0

I need to parse Google Images for a specified keyword(s) and retrieve image links, which I can do with PHP simple dom parser, and can retrieve a few image links per call. Google Images API is limited to 100 calls right now. Now, I need to save those image links for a "keyword" so that next time when I need images for that keyword, my script first looks for whether keywords and its related images (i.e. URL's) are already stored in my system and whether there is any need to call Google.

What would the most efficient way to store that keyword and images (i.e. db or simple text files)?

If it is mySQL then what does its schema look like?

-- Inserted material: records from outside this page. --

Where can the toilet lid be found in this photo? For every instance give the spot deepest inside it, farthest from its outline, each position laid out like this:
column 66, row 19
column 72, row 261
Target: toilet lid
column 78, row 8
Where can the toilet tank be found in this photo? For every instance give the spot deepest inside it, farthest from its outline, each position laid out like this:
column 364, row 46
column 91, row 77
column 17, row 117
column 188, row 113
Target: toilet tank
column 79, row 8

Can I store image links in a text file where the file name is keyword?

MrWhite
  • 43,179
  • 8
  • 60
  • 84
user3668629
  • 113
  • 7

2 Answers2

0

I would suggest using mysql, choosing it gives u flexibility, speed and easy access to your data. Just put info about your images in one table, something like:

id | name | keyword | path | creTime | size | ext ( and any other that u would need )

Then you can just pull any number of images by Keyword, like "water", "views", or something.

I would probably make two tables of it, changing keyword for keywordId. Then create foreign key to Keyword_data. Now you have relation One ( keywordId ) from Images_data to Many ( id ) keyword_data.

id | keyword | description | ( anything else)

That way you can have multiple keywords for any image group, as it would be more flexible.

fsn
  • 549
  • 3
  • 11
  • Both of your posts are helpful. I have decided to use MySql. Thank you for your inputs. – user3668629 Jul 30 '15 at 20:01
  • @user have fun projecting and coding. It always good to use some workebnes to create table, to see all more clearly ;) – fsn Jul 30 '15 at 20:13
0

I usually like working with relational databases because you can do more with them as you grow. I would also add timestamps to your data (as shown below) so you can know when your links were cached (cause that's effectively what you are doing). Here is the schema I would use:

Images Table

id - Integer, primary index, autoincrement
keyword - Varchar(50), indexed
url - Varchar(2083)
created_at - Timestamp
updated_at - Timestamp
Any other data you want to store, like image type, size, etc.

The length of the URL was based off of this post.

If you wanted to normalize your data even further, you could do this:

Images Table

id - Integer, primary index, autoincrement
keyword_id - integer, indexed
url - Varchar(2083)
created_at - Timestamp
updated_at - Timestamp
Any other data you want to store, like image type, size, etc.

Keywords

id - Integer, primary index, autoincrement
word - Varchar(50)
created_at - Timestamp
updated_at Timestamp
Any other data you want to store

Personally, I would probably just go with the first option because it's simpler (depending on how big your data will get).

Community
  • 1
  • 1
JasonJensenDev
  • 2,377
  • 21
  • 30